On peut s'étonner que de graves difficultés apparaissent sur la huitième unité d'un programme qui a commencé il y a plus de vingt ans. En réalité, il s'agit d'un bâtiment différent, dont la propulsion, en particulier, a été complètement revue. Pour la première fois sur une unité de ce déplacement (40.000 tonnes à pleine charge), les chaudières et les turbines à vapeur ont été remplacées par des turbines à gaz ; des moteurs électriques (fournis par Alstom USA) ont été prévus pour les vitesses lentes ; tous les auxiliaires sont électriques ; toutes les liaisons nécessaires à la mise en oeuvre de la propulsion et à la sécurité sont sur fibres optiques.

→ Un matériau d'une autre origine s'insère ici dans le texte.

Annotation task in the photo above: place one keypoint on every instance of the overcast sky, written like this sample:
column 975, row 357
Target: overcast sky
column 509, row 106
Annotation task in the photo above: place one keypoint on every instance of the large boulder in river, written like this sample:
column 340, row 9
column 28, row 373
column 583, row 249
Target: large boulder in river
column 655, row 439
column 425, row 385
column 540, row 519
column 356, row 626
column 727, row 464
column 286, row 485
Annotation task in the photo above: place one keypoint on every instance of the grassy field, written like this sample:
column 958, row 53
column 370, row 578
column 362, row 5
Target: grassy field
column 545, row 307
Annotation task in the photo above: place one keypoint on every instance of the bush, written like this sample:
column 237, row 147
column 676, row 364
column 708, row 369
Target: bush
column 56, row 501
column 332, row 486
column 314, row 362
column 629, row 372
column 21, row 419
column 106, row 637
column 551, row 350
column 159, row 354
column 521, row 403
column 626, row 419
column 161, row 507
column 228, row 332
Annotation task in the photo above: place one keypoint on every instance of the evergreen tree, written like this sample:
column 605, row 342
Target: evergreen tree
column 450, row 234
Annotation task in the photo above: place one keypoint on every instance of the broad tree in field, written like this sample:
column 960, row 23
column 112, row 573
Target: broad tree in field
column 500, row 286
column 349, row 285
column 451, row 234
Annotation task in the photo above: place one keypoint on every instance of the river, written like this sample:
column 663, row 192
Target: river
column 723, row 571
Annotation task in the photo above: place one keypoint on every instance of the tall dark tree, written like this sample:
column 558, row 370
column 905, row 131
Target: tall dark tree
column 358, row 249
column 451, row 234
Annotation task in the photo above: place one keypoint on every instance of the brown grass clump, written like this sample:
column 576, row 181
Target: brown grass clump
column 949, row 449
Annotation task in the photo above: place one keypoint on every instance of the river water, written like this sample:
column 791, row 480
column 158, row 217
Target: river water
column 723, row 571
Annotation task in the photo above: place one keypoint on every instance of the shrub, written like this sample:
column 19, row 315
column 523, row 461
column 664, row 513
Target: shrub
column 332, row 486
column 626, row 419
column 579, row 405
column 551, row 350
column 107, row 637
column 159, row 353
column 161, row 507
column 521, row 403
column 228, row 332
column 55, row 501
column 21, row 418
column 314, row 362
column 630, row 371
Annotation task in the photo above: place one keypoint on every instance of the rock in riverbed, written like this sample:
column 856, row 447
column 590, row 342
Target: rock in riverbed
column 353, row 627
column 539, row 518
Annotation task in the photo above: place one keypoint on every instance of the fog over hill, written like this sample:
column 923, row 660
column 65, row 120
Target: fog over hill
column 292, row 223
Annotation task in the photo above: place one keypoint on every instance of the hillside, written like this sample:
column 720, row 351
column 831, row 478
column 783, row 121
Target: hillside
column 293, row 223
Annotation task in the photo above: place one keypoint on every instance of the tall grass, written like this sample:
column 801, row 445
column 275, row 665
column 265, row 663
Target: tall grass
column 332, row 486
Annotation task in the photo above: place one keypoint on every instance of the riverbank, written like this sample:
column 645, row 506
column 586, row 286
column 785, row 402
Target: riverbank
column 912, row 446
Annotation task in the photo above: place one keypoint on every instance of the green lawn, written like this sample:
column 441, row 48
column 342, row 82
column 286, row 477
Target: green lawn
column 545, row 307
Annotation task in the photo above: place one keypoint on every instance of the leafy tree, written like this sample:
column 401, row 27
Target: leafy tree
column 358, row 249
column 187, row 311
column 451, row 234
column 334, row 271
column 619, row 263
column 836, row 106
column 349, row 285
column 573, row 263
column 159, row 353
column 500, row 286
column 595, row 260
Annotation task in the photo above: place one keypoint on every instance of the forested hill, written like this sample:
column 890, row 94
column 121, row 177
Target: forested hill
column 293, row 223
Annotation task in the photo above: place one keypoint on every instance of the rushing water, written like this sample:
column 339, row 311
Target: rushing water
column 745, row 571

C'est peut-être dans ces dernières nouveautés que se sont nichées les difficultés.
Les turbines à gaz, elles, sont bien connues de la Marine américaine, qui en a équipé tous ses destroyers. Elles sont faciles à maintenir et demandent moins de personnel que la vapeur. Hélas, elles sont plus gourmandes, et le pétrole est de plus en plus cher.